The first fit algorithm sorts objects by size, and then place each object in the leftmost bin that has space that fits. Heuristic algorithm can try harder to find a better solution at greater computation cost. You can imagine that vector packing problem is even more complex, now that the algorithm has to consider several dimensions of constraints.

Researchers understand that vector packing problem has a very useful application in cloud computing, and this has inspired a wealth of research literature. In this application, bins represent machines in a computation cluster, and each bin has a dimension for CPU, RAM, disk space, and network bandwidth. The objects represent jobs to be scheduled in the computing cluster. A job has specifications for the amount of CPU, RAM, disk, and network it uses. We can pack several jobs into a machine as long as the sum of the resources used is under what the machine could provide.

Better packing means that unused machines can be powered off to save energy, while the online machines have higher utilization which helps them achieve better energy efficiency. But as the number of jobs and the number of machines grow, even a heuristic algorithm can take a long time trying to find a better packing solution. This can grind cluster scheduling to a halt.

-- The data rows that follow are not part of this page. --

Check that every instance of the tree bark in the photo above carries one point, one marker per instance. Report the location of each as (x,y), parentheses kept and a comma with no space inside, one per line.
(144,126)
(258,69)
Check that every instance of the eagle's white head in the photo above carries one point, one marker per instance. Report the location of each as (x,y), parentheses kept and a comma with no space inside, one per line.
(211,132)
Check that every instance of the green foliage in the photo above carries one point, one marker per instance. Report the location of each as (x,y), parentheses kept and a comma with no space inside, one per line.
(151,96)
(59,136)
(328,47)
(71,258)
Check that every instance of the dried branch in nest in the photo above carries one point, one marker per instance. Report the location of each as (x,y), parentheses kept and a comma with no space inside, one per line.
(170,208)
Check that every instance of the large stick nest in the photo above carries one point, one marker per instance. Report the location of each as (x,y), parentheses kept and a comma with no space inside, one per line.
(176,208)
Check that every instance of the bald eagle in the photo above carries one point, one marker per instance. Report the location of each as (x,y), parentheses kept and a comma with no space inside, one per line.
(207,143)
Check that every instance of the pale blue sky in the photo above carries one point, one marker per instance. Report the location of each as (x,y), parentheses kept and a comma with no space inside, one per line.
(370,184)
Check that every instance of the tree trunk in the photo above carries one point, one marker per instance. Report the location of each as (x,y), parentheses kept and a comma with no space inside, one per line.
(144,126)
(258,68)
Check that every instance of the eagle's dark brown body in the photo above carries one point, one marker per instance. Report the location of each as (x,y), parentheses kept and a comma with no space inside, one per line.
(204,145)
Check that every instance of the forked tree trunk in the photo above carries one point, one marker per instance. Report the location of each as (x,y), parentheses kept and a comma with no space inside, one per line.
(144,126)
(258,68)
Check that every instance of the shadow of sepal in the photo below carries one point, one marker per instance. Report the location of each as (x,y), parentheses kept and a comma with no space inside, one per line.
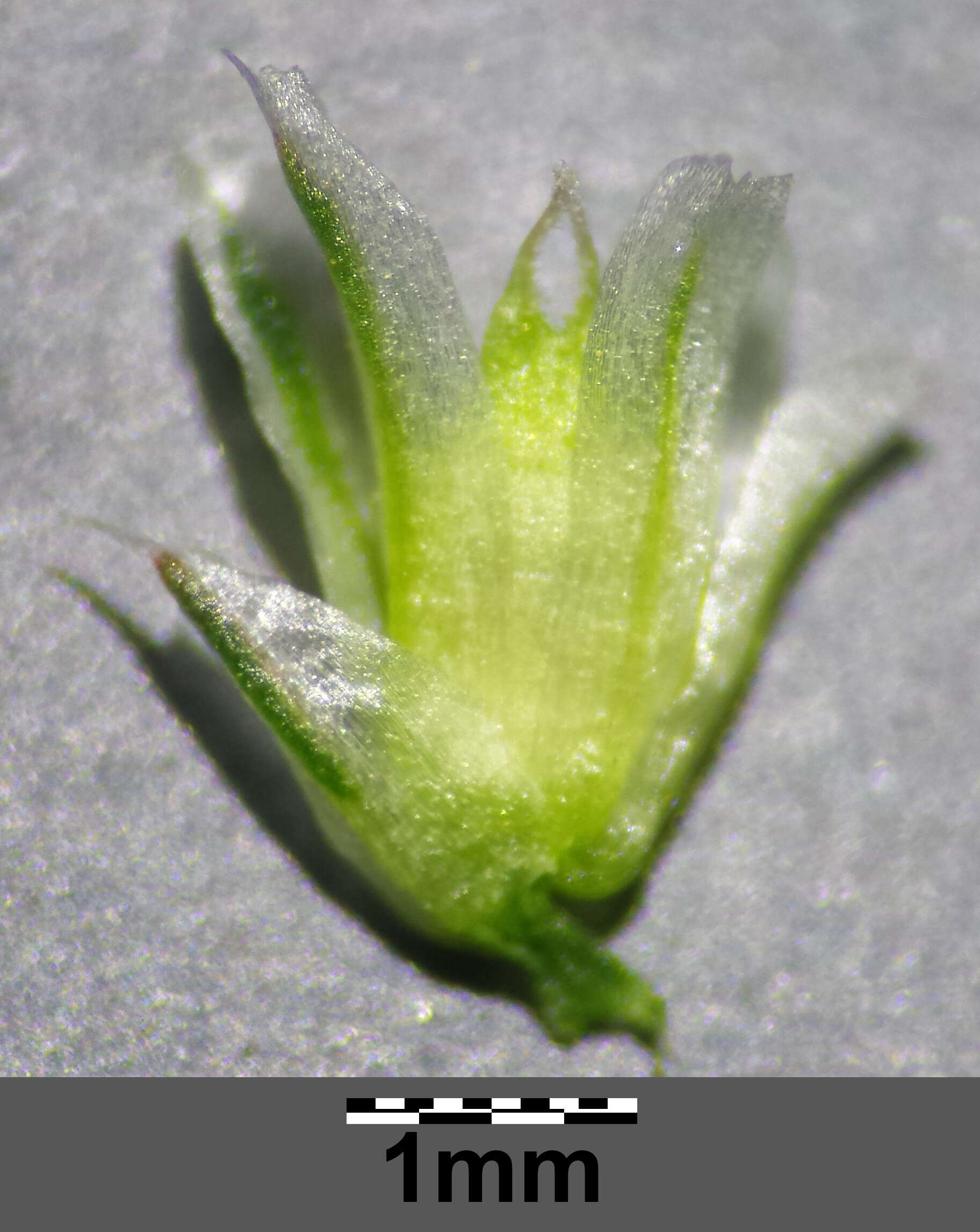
(205,698)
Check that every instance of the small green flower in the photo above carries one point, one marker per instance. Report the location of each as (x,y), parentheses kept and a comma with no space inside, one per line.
(532,626)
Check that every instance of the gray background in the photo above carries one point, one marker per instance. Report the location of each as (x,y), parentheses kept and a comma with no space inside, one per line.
(818,911)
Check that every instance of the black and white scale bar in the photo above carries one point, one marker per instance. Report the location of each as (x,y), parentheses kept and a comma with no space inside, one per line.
(559,1111)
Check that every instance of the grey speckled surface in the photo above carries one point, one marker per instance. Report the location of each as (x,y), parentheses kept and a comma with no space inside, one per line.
(819,911)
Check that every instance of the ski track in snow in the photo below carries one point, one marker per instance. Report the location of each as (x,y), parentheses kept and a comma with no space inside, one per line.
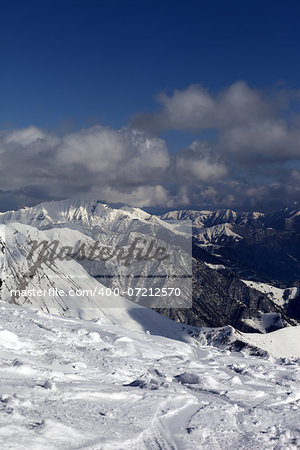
(73,384)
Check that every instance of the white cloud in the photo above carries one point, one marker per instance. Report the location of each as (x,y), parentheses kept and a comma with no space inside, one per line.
(250,124)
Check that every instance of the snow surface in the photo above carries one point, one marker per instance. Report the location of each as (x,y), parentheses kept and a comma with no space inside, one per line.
(277,295)
(74,384)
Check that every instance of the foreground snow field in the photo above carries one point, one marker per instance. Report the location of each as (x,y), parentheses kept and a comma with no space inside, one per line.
(75,384)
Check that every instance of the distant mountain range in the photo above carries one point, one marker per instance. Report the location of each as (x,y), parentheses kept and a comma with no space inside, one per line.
(244,272)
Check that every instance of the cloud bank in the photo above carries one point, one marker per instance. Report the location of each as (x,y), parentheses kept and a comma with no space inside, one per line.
(251,162)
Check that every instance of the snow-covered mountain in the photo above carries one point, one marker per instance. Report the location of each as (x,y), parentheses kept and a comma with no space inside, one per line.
(214,296)
(104,372)
(68,383)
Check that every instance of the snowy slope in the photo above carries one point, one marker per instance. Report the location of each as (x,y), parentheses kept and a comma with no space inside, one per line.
(23,273)
(277,295)
(69,384)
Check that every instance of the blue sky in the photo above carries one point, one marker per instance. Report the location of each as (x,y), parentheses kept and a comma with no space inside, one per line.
(73,64)
(65,60)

But I want to call this a fallacious understanding of the real problem we want to solve. In practice, cluster scheduling differs from the vector packing problem in the following regards:
  • Bin or vector packing is a static problem where, once the objects are placed, they are not meant to be moved or displaced with other objects. Scheduling is inherently a dynamic allocation problem where objects come and go (i.e. they have a lifetime). An optimal packing does not imply optimal scheduling.
  • The scheduling as a dynamic allocation problem is usually tackled as an offline problem where all the objects and their lifetimes are known in advance. In practice, we do not know the lifetime of jobs, which may stay running for a long time, but a human operator can always restart jobs or start new ones.
  • A cluster typically have machines of a variety of specifications that differ in CPU speed, number of cores, amount of RAM, etc. Bin or vector packing assumes that all bins are of the same size.
Furthermore, in real life, job specification may not accurately reflect its actual usage. A job that says it uses a certain amount of CPU or RAM might end up using more, or using less. Or the usage may be sporadic. If it leaves garbage files around, then its disk space usage would grow indefinitely.

To define the cluster scheduling problem better, we need to understand that some of the dimensions are soft constraints, while others are hard. In general, temporal constraints are soft, while spatial constraints are hard, but there are exceptions.
  • CPU is a soft constraint. If it is over-subscribed, jobs will just take longer to compute.
  • Network bandwidth is also a soft constraint. If over-subscribed, then jobs will just take longer to send or receive data.
  • RAM is a spatial constraint, except that can actually be over-subscribed because of virtual memory. When memory pressure is high, rarely used memory pages are swapped to disk to meet new memory demand. This swapping can cause performance issues, but it now allows a temporal trade-off, which makes RAM a soft constraint.
  • In some deployment scenario, disk seek time is a scarce resource, but it is still a soft constraint. If over-subscribed, then jobs will simply spend more time waiting for disk I/O.
  • The only remaining hard constraint is really the disk space.
    These observations simplify cluster scheduling to become more like a one-dimensional bin packing problem, where jobs are scheduled only based on the amount of disk space it expects to use. To meet the soft constraints, we simply monitor each machine to see if the CPU, RAM, network, or I/O is oversubscribed. If so, the machine monitor will try to move contending jobs to different machines. But over-subscription will not prevent us from tentatively scheduling new jobs to run on this machine since we don't know about their performance characteristics yet; they may not cause any more contention.

    It's not always a good idea trying to solve a practical problem with a theoretical one, since a theoretical solution is likely a lot harder, and will still miss the mark. Vector packing problem is not a practical representation of the cluster scheduling problem.